For the first month or two, José had expected to hear something—either from the guy himself or because a corpse with a busted nose and a badly capped front tooth turned up somewhere.

Days had slid into weeks, however, and in turn had dumped into seasons of the year. And he supposed he became something like a doctor who had a terminal disease: He finally knew firsthand how the families of missing persons felt. And God, that dreaded, cold stretch of Not Knowing was nothing he’d ever expected to wander down . . . but with his old partner’s disappearance, he didn’t just walk it; he bought a lot, put up a house, and moved the f*ck in.

Now, though, after he’d given up all hope, after he no longer woke up in the middle of the night with the wonders . . . now this recording.

Sure, millions of people had Southie accents. But O’Neal had had a telltale hoarseness in his voice that couldn’t be replicated.

Abruptly, José didn’t feel like going to the twenty-four, and he didn’t want anything to eat. But he put his unmarked in drive and hit the gas.

The moment he’d looked into the Dumpster and seen those missing eyes and that dental job, he’d known that he was going in search of a serial killer. But he couldn’t have guessed he’d be on another search.

Time to find Butch O’Neal.

If he could.





SIXTEEN


Done week later, Manny woke up in his own bed with a stinger of a hangover. The good news was that at least this headache could be explained: When he’d come home, he’d hit the Lag like a punching bag and it had done its job, smacking him back and knocking him flat on his ass.

The first thing he did was reach over and get his phone. With blurry eyes, he called the vet’s cell. The pair of them had a little early-morning ritual going, and he thanked God that the guy was also an insomniac.

The vet answered on the second ring. “Hello?”

“How’s my girl?” The pause told him everything he had to know. “That bad?”

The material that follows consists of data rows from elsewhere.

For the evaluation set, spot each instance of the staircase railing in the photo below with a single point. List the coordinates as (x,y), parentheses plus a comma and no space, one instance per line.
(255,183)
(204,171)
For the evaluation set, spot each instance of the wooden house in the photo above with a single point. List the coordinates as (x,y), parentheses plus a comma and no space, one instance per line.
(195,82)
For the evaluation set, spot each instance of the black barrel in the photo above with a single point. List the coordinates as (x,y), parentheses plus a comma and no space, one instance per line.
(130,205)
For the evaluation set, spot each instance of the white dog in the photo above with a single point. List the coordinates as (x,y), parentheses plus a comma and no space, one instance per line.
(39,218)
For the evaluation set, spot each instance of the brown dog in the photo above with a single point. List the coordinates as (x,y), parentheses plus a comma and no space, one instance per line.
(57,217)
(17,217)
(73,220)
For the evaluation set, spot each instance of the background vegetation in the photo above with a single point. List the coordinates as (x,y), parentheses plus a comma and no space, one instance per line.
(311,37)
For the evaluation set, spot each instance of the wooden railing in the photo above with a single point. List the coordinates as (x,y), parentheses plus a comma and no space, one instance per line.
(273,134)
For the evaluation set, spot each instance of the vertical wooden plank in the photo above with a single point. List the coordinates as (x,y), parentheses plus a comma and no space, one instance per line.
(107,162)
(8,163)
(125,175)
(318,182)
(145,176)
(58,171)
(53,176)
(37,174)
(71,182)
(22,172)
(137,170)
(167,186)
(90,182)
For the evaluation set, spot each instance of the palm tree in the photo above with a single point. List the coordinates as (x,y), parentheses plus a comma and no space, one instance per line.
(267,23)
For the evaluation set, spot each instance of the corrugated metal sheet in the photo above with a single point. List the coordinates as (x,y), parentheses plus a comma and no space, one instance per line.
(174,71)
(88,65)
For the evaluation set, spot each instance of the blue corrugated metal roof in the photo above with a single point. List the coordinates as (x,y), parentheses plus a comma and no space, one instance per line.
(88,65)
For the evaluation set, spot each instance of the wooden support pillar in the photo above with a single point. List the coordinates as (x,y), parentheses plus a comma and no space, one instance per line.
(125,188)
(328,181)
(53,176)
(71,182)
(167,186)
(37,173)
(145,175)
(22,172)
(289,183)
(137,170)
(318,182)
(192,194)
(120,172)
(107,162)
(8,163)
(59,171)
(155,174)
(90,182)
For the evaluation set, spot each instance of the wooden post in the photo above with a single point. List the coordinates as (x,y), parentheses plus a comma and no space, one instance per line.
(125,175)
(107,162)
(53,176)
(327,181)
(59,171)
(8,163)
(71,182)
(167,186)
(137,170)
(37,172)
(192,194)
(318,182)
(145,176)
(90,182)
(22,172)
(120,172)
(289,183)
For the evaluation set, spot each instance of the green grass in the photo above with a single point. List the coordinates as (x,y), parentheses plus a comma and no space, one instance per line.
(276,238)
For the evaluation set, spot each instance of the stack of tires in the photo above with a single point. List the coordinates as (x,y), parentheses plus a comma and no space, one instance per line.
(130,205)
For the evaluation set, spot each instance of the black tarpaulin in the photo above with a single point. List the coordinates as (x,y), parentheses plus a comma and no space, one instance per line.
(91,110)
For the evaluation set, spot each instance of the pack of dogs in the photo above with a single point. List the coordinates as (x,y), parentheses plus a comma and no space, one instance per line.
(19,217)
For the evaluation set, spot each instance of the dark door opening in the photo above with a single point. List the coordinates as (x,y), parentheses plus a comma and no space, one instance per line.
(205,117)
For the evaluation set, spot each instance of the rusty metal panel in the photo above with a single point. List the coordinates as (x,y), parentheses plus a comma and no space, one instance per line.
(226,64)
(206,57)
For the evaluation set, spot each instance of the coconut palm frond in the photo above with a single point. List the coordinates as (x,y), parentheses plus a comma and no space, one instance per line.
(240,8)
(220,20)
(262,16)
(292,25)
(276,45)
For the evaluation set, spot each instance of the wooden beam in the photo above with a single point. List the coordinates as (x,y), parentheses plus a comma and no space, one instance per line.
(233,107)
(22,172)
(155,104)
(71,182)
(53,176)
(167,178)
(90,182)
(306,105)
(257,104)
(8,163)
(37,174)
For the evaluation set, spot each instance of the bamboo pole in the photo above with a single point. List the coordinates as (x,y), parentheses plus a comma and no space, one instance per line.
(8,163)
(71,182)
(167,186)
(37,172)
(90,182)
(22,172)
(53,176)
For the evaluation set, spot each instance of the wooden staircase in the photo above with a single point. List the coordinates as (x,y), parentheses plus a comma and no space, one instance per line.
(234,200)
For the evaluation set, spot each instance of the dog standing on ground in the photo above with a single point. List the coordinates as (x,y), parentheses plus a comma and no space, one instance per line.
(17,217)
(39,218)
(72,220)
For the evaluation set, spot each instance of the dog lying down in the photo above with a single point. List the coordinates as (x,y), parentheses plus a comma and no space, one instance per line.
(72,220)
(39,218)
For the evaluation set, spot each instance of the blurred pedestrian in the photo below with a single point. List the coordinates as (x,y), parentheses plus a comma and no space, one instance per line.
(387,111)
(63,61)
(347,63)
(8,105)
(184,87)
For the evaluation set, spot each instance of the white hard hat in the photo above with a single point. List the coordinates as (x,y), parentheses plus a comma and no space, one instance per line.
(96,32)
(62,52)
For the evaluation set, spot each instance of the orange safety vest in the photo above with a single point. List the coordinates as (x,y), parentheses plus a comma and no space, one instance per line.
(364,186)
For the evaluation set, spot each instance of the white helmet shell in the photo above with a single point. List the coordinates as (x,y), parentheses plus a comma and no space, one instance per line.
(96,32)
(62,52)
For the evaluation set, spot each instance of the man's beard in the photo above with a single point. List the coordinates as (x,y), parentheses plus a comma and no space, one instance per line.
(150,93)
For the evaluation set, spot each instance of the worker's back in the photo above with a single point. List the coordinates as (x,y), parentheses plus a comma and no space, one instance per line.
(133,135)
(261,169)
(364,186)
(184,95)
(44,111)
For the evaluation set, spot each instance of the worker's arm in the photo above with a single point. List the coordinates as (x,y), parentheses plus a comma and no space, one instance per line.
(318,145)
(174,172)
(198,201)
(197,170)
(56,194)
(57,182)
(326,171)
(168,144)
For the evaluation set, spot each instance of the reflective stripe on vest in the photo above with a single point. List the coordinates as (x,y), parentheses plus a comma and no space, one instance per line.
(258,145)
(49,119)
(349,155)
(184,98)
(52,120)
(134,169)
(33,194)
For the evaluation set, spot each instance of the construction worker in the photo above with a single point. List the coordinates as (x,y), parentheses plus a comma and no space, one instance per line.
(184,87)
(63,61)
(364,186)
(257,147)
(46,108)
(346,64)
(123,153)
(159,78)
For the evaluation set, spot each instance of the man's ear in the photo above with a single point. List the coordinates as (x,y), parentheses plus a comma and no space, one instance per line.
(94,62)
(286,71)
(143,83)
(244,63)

“Well, her vitals remain good, and she remains as comfortable as she can be in her suspension, but I’m worried about the foundering. We’ll see.”

“Keep me posted.”

“Always.”

At that point, hanging up was the only thing he could do. The conversation was over, and it wasn’t like he was a shoot-the-shit kind of guy—although even if he had been, chitchat wasn’t going to get him what he wanted, which was a healthy f*cking horse.

Before his alarm went off at six thirty and put paid on the shot-through-the-head routine, he slapped his radio clock into permasilence and thought, Workout. Coffee. Back to the hospital.

Wait. Coffee, workout, hospital.

He definitely needed caffeine first. He wasn’t fit to run or lift weights in this condition—and shouldn’t be operating heavy machinery like an elevator, either.

As he shifted his feet to the floor and went vertical, his head had a heartbeat of its own, but he revolted against the idea that maybe, just maybe, the pain wasn’t about the liquor: He was not sick, and he wasn’t cooking up a brain tumor—although if he was, he’d still go in to St. Francis. It was in his nature. Hell, when he’d been young, he’d fought to go to school when he was ill—even when he’d had the chicken pox and had looked like a connect-the-dots canvas, he’d insisted on heading for the bus.